Take It as a Compliment - Maria Stoian

(I received an ARC of this title from the publisher via NetGalley, in exchange for an honest review)


Trigger warning: harassment, sexual and physical abuse, rape


Take It as a Compliment is a book about shame and fear and trauma, but mostly shame. About the shame people experience when they are the victims of unwanted sexual attention, the shame of speaking out, the shame of knowing that there is always someone ready to blame victims for their own abuse.


It collects the real stories of real victims of sexual trauma, giving these people a voice to articulate things they have kept hidden. Each of the twenty stories is a different experience, but each comes from the same problematic cultural place that is summed up in the title: unwanted sexual attention as some sort of flattery rather than a violation. Most of the stories are very short, some only a couple of lines, but they are all personal and forceful.

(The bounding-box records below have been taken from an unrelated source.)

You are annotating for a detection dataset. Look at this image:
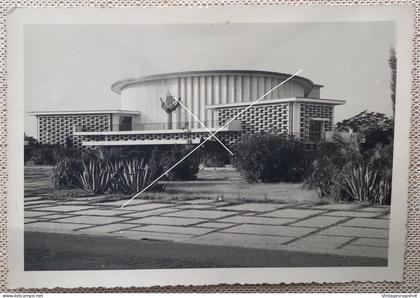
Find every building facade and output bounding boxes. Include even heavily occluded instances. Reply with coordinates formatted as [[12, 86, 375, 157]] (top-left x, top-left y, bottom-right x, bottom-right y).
[[32, 70, 345, 146]]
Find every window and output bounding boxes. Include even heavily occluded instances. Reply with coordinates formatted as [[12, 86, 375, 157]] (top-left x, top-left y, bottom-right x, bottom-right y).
[[119, 116, 133, 131]]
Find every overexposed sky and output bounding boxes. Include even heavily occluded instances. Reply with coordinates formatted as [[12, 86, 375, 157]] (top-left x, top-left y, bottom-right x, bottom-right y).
[[24, 22, 395, 135]]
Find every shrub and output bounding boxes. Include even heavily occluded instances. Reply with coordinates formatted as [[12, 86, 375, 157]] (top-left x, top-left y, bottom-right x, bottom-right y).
[[201, 142, 230, 167], [109, 158, 162, 194], [25, 144, 59, 166], [232, 133, 309, 182], [51, 157, 80, 188], [337, 163, 391, 204], [160, 146, 200, 181], [76, 157, 115, 195], [305, 136, 392, 204]]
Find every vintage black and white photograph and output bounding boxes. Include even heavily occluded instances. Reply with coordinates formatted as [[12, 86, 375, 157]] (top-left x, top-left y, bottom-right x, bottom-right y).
[[6, 5, 409, 288]]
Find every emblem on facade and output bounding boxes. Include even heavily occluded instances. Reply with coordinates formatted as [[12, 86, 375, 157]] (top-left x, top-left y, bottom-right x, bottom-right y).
[[160, 92, 181, 129]]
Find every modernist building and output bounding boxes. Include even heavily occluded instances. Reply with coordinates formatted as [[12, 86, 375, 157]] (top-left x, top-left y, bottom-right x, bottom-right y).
[[28, 70, 344, 146]]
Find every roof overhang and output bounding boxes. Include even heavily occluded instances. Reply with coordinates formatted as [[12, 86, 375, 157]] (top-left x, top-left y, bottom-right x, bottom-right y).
[[28, 110, 140, 116], [82, 138, 201, 146], [205, 97, 346, 110], [111, 70, 316, 95]]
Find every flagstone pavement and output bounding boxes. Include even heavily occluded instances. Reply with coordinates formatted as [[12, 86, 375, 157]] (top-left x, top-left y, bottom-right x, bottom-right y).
[[25, 197, 389, 258]]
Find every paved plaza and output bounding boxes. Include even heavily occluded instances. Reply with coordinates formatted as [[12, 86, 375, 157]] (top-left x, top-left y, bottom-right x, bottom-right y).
[[25, 197, 389, 258]]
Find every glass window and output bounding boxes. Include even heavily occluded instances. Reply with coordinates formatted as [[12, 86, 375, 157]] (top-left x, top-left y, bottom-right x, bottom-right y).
[[119, 116, 133, 131]]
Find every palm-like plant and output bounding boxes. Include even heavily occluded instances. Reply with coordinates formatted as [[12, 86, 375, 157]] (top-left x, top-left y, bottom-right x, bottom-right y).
[[119, 158, 155, 193], [160, 93, 181, 129], [76, 157, 113, 195]]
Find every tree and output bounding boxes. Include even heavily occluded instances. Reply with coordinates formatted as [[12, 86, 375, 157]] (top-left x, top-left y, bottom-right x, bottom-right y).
[[388, 48, 397, 115], [336, 110, 393, 133]]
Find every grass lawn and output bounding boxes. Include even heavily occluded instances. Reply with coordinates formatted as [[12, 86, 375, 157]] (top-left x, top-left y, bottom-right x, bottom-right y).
[[25, 167, 321, 204]]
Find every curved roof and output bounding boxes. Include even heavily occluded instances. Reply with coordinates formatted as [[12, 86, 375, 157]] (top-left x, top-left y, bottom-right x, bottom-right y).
[[111, 70, 321, 95]]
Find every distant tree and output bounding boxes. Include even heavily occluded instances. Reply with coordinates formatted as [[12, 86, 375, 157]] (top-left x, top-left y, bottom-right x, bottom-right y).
[[336, 110, 393, 133], [23, 133, 38, 145], [388, 48, 397, 114]]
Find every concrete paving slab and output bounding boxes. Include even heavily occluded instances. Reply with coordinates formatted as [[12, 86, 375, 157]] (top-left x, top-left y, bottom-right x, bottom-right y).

I was initially a little wary of approaching these confessional-style stories in graphic novel form; the art has the potential to make or break the emotional connection to the stories. Too realistic and the visceral disgust makes it difficult to stomach, too cartoonish and it seems like a joke. To her credit, Stoian avoids both extremes. She takes a similar but distinct approach to each story, with most of them rendered in a flat, 2-D style with a highly saturated color palette. The simplicity and deceptively bright veneer performs three distinct functions: 1) it distances the experience just enough to keep readers engaged with something that is profoundly disturbing, 2) it allows the voices of the victims to take the front seat over the art itself, and 3) it offers a juxtaposition between the style and the substance that creates an amplifying dissonance. There are also hints of surrealism that add an extra layer of disorientation and immediacy. The most harrowing of the physical actions that occur are generally off-page or obliquely rendered, but when all the elements are brought together, they are very powerful.


This is not a fun book, as I’m sure should be obvious by now. But it is an important book, another step in an ongoing process to find the courage and the mediums to really discuss the crisis of rape culture and the unnecessary shame associated with being mistreated that so often results in silence.